In the program’s first three weeks, the model has proven to be 71 percent accurate in predicting the place and day where crimes have occurred, said Deputy Chief Steve Clark. In other words, 71 percent of the time the model told an officer to be at a location, a crime was in progress or was reported.
At least one person has been arrested because of a patrol check initiated by the system, he said.
Police recently gave eight years of crime reports for residential burglaries, vehicle burglaries and vehicle thefts to an applied mathematics professor at Santa Clara University. The system essentially maps the time, location and recurrence of past crimes to help police predict crime and tailor their patrols.–Santa Cruz police have success with predictive policing
For this building snowmobiles post, I wanted to draw upon a new crime fighting technology and explore the idea of it’s possible uses. The idea here is to use predictive analysis, much like what retailers use for product research or what researchers use for earthquake prediction, and use it to predict where crime is most likely to happen to get resources to efficiently cover those areas via patrols.
So the question I ask is if this actually works for crime, then why not apply it to warfighting? And especially COIN and today’s conflicts, where the war is long and there is time to collect statistics of attacks and instances that would be needed to build such a model? Or how about for anti-piracy or for the drug war down in Mexico? The key is if you have statics over the course of several years, then a model could be made. And if war planners are wanting to use their resources more efficiently because they have less forces to use, or the host nation is limited in resources, then predictive warfighting might help with the more efficient use of manpower on the battlefield.

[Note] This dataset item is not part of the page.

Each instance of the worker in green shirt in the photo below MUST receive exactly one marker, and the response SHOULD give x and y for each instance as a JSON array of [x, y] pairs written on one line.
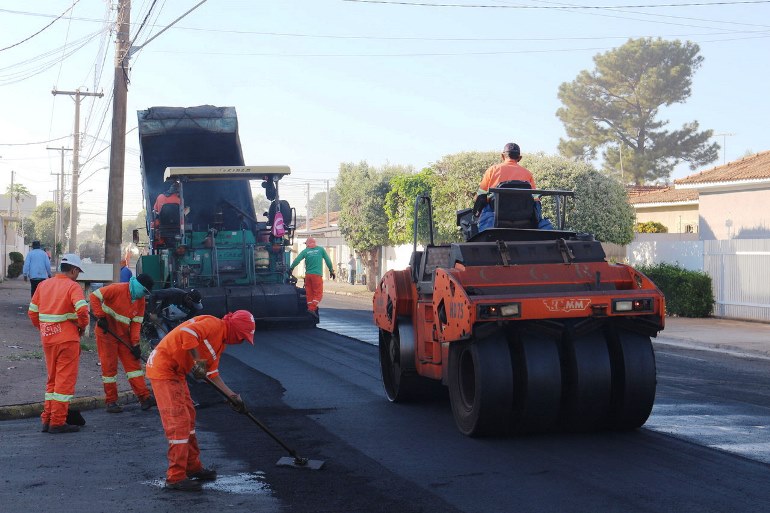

If anything, much like with policing, it will be the guy on the ground who patrols their areas daily that will have the intuition of where to go and how best to cover their AO’s. But what about units that cycle in and out of the battlefields? Where is their intuition coming from if they have never been to that AO? So predictive analysis might help in the transition periods and help build that intuition of the new forces. This predictive analysis will also make it easier to make judgements about setting up patrols. You could combine human intuition/experience/orientation with this predictive analysis, and make a better plan of operations.
Predictive policing also helps the COIN forces by efficiently guiding the local police forces to areas they need to be. With places like Afghanistan, you might have officers who do not want to go in certain areas or dwell more in certain areas than they should, or are not trained enough to recognize patterns, or they come from other parts of the country. They too could benefit from this predictive analysis to further reinforce their intuition. But it could also help determine if that police force is working efficiently.
The fear though is depending upon this predictive analysis entirely. To me it is an interesting tool that needs to be tested more to see where it can be most effective, or where it could fit in to the overall strategy for crime fighting or warfighting. Interesting stuff and definitely check out all of the articles and information posted below if you would like to read more about it.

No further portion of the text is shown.